No, the truth is it never really eventuated the way we (the IT industry) had envisaged. End users just don’t get fully normalised data structures. FWIW, most people I work with probably don’t understand why 25,000,000 + NULL == NULL so how did we ever expect users to? Oh and let’s not forget the IT manager who has enough knowledge of the system to be dangerous. He has a big picture of the database schema on his wall and knows just enough SQL to build queries that do multiple table scans over the millions of rows of inventory data, causing the DBMS to not so quietly tell every other use of the system to please get nicked :-) The plain fact is that writing reports typically requires as much help from IT infrastructure as to make it an IT task.

So now that Business Rules are looking more cylindrical with that silver sheen each day, some of us naively believe that our so called “Business Users” should be able to code up/modify rules for direct inclusion into a production system all by themselves. To me, this is an even bigger problem than reporting.

All the problems that plague end-user reporting apply. Users don’t understand our lovely, normalised, domain model. They surely don’t understand why they get a NullPointerExceptions when adding numbers. And when it comes to knowing the difference between and and or you can forget it!

What’s worse is that Business Rules are used directly by the application to “reason” on appropriate behaviour. By comparison, with the exception of the table scan problem and of course any bad decisions that might be made based on incorrect data, reporting seems rather innocuous.
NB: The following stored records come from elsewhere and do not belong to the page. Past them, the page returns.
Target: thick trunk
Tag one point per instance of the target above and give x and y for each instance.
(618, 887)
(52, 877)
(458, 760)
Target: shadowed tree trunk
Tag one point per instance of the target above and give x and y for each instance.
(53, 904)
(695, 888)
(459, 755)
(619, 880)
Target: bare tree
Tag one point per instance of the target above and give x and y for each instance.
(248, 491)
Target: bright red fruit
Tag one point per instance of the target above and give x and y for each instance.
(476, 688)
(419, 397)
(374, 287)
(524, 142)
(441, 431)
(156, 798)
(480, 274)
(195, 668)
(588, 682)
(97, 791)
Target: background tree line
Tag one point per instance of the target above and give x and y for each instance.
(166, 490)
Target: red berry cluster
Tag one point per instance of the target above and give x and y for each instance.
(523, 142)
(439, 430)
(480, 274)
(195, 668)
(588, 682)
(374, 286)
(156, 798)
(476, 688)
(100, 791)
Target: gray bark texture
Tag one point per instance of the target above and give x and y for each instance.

Now, if I said to the man (and in this case yes it is a man) who writes the cheques, hey how about we don’t test any of this code before we put it into production, I’d get the sack immediately. And quite rightly so I might add. Application components interact in subtle and non-obvious ways that necessitate large-scale unit/functional and integration testing. Business rules are no different. Actually they can be worse. We have many years of collective experience managing essentially procedural languages such as Java, C, C++, etc. Most developers I know think a lisp is a speech impediment and surely wouldn’t know a prolog if they tripped over one :-)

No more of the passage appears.